Royal Ploughing Ceremony in Thailand Date in the current year: May 9, 2016

Royal Ploughing Ceremony in Thailand The Royal Ploughing Ceremony is an ancient fertility rite annually held in many Asian countries, including Thailand. The ceremony officially marks the beginning of the rice growing season.

The Royal Ploughing Ceremony (Raek Na Khwan) is of Hindu origin. Earlier, Thailand also observed another fertility ceremony, which was of Buddhist origin. In the mid-19th century, King Mongkut (Rama IV) merged both ceremonies into a single one.

Nowadays, the Royal Ploughing Ceremony consists of two parts. The Buddhist part is held in the Grand Palace at the heart of Bangkok. It is followed by the Hindu part conducted at Sanam Luang, a square in front of the palace.
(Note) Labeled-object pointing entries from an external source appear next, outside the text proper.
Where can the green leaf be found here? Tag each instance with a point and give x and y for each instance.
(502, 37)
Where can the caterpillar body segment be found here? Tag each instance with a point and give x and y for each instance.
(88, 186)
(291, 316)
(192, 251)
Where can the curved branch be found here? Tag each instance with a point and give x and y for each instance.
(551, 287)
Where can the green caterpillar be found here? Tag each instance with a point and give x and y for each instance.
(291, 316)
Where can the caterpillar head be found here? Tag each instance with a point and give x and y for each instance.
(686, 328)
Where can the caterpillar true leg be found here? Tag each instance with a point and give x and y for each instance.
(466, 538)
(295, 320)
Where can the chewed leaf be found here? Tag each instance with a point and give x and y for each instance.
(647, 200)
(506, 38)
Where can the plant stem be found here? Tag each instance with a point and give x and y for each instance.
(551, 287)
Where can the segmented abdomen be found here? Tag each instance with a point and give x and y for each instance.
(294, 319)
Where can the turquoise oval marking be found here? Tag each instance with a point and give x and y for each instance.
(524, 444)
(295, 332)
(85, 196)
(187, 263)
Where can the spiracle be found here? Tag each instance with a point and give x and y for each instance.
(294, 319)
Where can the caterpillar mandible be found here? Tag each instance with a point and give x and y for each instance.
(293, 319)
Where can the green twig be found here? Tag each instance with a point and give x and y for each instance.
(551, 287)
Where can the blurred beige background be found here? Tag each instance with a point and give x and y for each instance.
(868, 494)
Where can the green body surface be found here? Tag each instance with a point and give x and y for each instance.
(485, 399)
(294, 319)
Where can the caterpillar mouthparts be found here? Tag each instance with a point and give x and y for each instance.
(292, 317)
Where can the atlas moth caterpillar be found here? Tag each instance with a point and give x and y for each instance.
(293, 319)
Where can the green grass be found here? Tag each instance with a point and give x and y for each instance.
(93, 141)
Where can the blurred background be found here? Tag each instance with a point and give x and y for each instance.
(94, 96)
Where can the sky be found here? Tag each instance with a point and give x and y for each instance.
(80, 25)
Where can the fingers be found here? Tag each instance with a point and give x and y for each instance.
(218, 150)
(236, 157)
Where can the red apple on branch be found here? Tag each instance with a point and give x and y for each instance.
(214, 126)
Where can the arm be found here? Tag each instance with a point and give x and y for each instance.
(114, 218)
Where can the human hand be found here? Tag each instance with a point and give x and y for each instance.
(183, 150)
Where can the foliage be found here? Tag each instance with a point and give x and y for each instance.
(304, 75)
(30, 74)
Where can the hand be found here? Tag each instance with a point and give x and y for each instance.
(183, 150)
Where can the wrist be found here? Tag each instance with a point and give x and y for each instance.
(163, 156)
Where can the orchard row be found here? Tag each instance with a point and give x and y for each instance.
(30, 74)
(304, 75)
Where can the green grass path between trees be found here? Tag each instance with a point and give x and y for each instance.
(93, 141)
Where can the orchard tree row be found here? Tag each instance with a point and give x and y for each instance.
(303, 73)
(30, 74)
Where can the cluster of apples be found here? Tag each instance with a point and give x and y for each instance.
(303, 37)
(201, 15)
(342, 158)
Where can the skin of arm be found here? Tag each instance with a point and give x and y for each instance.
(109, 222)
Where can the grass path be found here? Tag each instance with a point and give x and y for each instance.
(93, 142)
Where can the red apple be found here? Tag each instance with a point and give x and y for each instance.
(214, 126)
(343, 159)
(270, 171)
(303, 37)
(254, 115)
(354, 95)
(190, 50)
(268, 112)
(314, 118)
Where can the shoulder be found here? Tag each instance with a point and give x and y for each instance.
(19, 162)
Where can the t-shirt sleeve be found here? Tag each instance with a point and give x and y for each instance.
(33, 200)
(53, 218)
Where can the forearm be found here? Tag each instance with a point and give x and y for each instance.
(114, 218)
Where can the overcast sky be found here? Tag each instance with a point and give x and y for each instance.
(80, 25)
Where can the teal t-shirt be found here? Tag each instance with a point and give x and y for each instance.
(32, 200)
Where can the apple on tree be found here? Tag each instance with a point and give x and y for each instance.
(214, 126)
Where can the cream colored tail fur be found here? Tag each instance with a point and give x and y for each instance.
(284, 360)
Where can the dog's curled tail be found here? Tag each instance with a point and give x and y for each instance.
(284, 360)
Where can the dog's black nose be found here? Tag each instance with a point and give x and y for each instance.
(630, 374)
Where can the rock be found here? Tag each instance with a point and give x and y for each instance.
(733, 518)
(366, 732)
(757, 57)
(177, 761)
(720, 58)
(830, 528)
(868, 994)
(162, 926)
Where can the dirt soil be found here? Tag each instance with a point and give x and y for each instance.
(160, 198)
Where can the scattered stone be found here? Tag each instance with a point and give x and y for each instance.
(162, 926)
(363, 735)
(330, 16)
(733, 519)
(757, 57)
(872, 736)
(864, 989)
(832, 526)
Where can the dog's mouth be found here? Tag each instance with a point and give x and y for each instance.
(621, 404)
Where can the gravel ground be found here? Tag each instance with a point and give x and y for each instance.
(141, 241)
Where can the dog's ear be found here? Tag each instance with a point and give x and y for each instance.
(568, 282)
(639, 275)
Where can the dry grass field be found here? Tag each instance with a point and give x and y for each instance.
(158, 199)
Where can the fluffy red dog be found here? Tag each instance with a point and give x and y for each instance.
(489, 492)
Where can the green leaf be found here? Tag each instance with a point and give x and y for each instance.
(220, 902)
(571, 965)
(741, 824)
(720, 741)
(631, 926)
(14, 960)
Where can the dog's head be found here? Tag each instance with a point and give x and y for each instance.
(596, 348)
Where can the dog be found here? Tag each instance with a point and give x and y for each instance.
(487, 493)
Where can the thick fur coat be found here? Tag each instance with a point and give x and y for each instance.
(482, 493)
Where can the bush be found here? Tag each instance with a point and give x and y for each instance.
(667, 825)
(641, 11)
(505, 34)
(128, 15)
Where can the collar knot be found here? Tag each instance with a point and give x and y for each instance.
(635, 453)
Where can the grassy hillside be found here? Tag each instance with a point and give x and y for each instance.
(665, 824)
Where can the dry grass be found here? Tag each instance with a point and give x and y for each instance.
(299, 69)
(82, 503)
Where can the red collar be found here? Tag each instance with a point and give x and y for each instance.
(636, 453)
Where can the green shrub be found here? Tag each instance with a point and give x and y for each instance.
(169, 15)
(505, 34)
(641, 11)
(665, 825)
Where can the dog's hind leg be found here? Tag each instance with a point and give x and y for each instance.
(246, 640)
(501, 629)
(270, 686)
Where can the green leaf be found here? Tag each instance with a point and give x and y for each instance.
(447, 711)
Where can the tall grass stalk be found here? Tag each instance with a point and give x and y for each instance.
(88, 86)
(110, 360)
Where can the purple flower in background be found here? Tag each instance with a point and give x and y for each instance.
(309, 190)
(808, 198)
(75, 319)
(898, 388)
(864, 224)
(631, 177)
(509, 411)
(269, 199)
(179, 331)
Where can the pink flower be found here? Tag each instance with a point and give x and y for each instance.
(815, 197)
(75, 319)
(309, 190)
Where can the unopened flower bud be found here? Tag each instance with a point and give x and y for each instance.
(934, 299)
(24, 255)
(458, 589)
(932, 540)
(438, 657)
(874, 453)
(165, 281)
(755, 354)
In 1957, the Royal Ploughing Ceremony was declared as a public holiday. It is typically presided over by the reigning monarch, but in recent yeses it has been overseen by Crown Prince Maha Vajiralongkorn.

During the ceremony, the appointed Lord of the Harvest performs several rituals, one of which is the symbolic ploughing of the ground, accompanied by sacred oxen.

Nowadays, it is more than just a religious ceremony. Farming is essential for Thailand's economy, and the ceremony focuses on honoring the bond between the King, the government, and the farmers who sustain the country.